Tegenover u liggen 26 treden. Ga naar boven, maar kijk af en toe even om en geniet van het prachtige uitzicht op de anticlinaal. Deze eigenaardige rotsformatie is des te opvallender, vanwege de boogvormige ligging van de verschillende lagen gesteente. Via het steile wandelpad van Palenge, dat vreemd genoeg op de kale rotsen ligt, komt u op korte tijd boven op de helling. Hier dienden we de nodige voorzichtigheid in acht te nemen, omwille van de gladheid van deze rotsen. Het werd ook even naar adem happen, want inderdaad het pad ging steil de hoogte in. Een links gelegen cottage stond te huur. De boom welke hier was geplaatst, voorzien van het groene kruisje, had het jammer genoeg begeven en was omgewaaid. Gelukkig konden we nog zien welke richting we dienden aan te houden. Even verder troffen we in de berm een oud ijzeren kruis aan, dat volgens info een graf zou zijn uit de tijd van de Frans-Oostenrijkse veldslag van 1794. Bij de tweesprong houdt u links aan. Ongeveer 20 meter verder gaat u naar rechts. Rechts strekt zich een klein dal uit dat door de Bonne Fontaine beek wordt gevormd.
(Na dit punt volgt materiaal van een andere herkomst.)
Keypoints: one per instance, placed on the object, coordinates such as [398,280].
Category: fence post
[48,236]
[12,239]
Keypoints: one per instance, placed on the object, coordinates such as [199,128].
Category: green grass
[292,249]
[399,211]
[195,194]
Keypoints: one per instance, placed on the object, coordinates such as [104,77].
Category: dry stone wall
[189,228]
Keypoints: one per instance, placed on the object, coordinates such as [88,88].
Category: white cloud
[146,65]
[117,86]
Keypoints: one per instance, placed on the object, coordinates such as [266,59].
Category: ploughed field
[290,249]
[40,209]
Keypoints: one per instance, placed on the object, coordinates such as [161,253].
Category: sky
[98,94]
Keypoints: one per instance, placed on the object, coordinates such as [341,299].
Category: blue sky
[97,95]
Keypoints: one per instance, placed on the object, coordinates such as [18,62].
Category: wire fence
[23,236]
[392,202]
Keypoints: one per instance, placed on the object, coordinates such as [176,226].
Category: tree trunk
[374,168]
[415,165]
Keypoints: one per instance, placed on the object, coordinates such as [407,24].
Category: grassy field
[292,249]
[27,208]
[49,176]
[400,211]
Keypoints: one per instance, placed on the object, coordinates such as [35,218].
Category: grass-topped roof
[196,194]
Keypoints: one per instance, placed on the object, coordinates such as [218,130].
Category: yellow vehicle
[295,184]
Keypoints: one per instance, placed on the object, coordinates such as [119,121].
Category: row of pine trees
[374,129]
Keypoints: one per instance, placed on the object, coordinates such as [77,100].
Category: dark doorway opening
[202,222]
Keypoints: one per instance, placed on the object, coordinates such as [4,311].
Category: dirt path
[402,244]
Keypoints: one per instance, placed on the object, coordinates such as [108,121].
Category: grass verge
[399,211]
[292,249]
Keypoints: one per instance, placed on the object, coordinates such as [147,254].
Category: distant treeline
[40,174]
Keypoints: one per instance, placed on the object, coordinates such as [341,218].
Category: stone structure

U hebt nu de keuze: u gaat rechtdoor of u slaat rechts af om de aankomst in Palenge nog meer te waarderen. Wij opteerden om de rechts gelegen weg te kiezen en op die manier het centrum van Palenge via een kleine omweg te bereiken. Het zicht op het dorp dat naderbij komt is inderdaad prachtig om te aanschouwen. Let ook eens op de oude voorgevels: ziet u hoe ze naar de zon zijn gericht? Onderweg staat ook een kruis. De huizen zijn van baksteen, steen of met vakwerk. Bij de T-kruising slaat u links af. U komt bij een Mariakapel en voorbij de kerk. Eigenlijk betreft het hier eerder een Mariagrot, welke zich bevond ter hoogte van het kleine kruispunt, midden het centrum van dit kleine dorp. Nu ja dorp, de huizen konden worden geteld op één hand. Er volgde nadien een kleine klim via een bochtige landweg tot we even verder een bankje aantroffen, waar het even zalig vertoeven was in het zonnetje. De Rue Troneux aan uw rechterzijde gaat u voorbij. Bij de T-kruising slaat u rechts af.

Op deze kruising troffen we opnieuw een kruis aan in de berm naast de weg. Rechts kregen we meteen zicht op een landelijke weg, waar we opnieuw even een tandje dienden bij te steken, aangezien een vrijwel lange helling eraan zat te komen. Naarmate we hoger uit het dal stegen, kregen we inderdaad achter ons prachtige vergezichten over de Ardennen. Terwijl u de helling opgaat, moet u zich even omdraaien en het uitzicht op de Ardennen bewonderen. De weg links achter een huis van zandsteen en kalksteen laat u voor wat hij is. U blijft de weg volgen tot u bijna op de top bent. Het is inderdaad wel een eindje klimmen, alvorens de top van de heuvel bijna is bereikt, maar alles wordt beloond vanwege de steeds mooiere zichten welke men verkrijgt, naarmate de top van de heuvel nadert. Het spel van licht en schaduw, het zonlicht op de omgeving, we konden enkel maar genieten van deze prachtige natuur en vooral van het aangename voorjaarszonnetje. Daar waar het woud links en rechts samenkomt, slaat u links af. Steile helling met modderige plaatsen.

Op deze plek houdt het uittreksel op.